Verso Architetture Resilienti 1: Lezioni di Biologia

La parola ‘resilienza’ sta facendo il giro tra i progettisti ambientali e, in alcuni contesti, sta sostituendo un’altra parola popolare, ‘sostenibilità’. Non è possibile progettare in funzione di tutti gli eventi imprevedibili, ma è possibile assicurarsi che i nostri edifici e le città siano in grado di resistere meglio a queste calamità.

(Traduzione dall’originale: [www].metropolismag.com/Point-of-View/March-2013/Toward-Resilient-Architectures-1-Biology-Lessons/ - link alternativo: www.resilience.org/stories/2013-03-25/toward-resilient-architectures-i-biology-lessons/).

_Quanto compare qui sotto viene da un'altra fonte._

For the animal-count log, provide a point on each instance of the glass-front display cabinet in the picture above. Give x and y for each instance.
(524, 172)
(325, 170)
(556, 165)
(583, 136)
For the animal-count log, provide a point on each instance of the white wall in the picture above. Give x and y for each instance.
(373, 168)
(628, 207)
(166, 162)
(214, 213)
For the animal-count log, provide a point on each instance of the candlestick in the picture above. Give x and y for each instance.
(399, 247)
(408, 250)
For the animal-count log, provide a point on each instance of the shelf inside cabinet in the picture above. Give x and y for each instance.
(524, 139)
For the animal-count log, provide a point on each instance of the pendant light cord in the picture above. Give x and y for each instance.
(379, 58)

In questi giorni, la parola “resilienza” sta facendo il giro tra i progettisti ambientali. In alcuni contesti sta minacciando di sostituire un’altra parola popolare, “sostenibilità”. Ciò è in parte il riflesso di eventi importanti come l’uragano Sandy, che si aggiunge alla lista crescente di altri eventi dirompenti come gli tsunami, la siccità e le ondate di calore. Sappiamo che non possiamo progettare in funzione di tutti questi eventi imprevedibili, ma potremmo assicurarci che i nostri edifici e le città siano in grado di resistere meglio a queste calamità e di riprendersi in seguito. Ad una scala più ampia, dobbiamo essere in grado di resistere alle scosse del cambiamento climatico, alla distruzione e all’esaurimento delle risorse, e ad una serie di altre sfide crescenti per il benessere umano. Abbiamo bisogno di una progettazione più resiliente, non intesa come uno slogan alla moda, ma come una necessità per la nostra sopravvivenza a lungo termine.

Oltre ad essere una idea interessante, cos’è realmente la resilienza, in termini sostanziali? Quali insegnamenti noi progettisti possiamo applicare per raggiungerla? In particolare, cosa possiamo imparare dalla resilienza dei sistemi naturali? Molto, a quanto sembra.

Sistemi resilienti e non resilienti

Cominciamo col riconoscere che oggi abbiamo tecnologie incredibilmente complesse e sofisticate, dalle centrali elettriche, all’impiantistica edilizia, fino agli aereoplani. Queste tecnologie sono, in senso generale, meravigliosamente stabili all’interno dei loro parametri di progettazione. Questa è il tipo di stabilità che C. H. Holling, il pioniere della teoria della resilienza in ecologia, chiamava engineered resilience [resilienza “costruita”, nel senso di “prevista”, “intrinseca”, N.d.T.]. Ma spesso queste tecnologie non sono relilienti fuori dalle loro condizioni operative progettate. I problemi sorgono a causa delle conseguenze impreviste che accadono come “esternalità”, spesso con risultati disastrosi.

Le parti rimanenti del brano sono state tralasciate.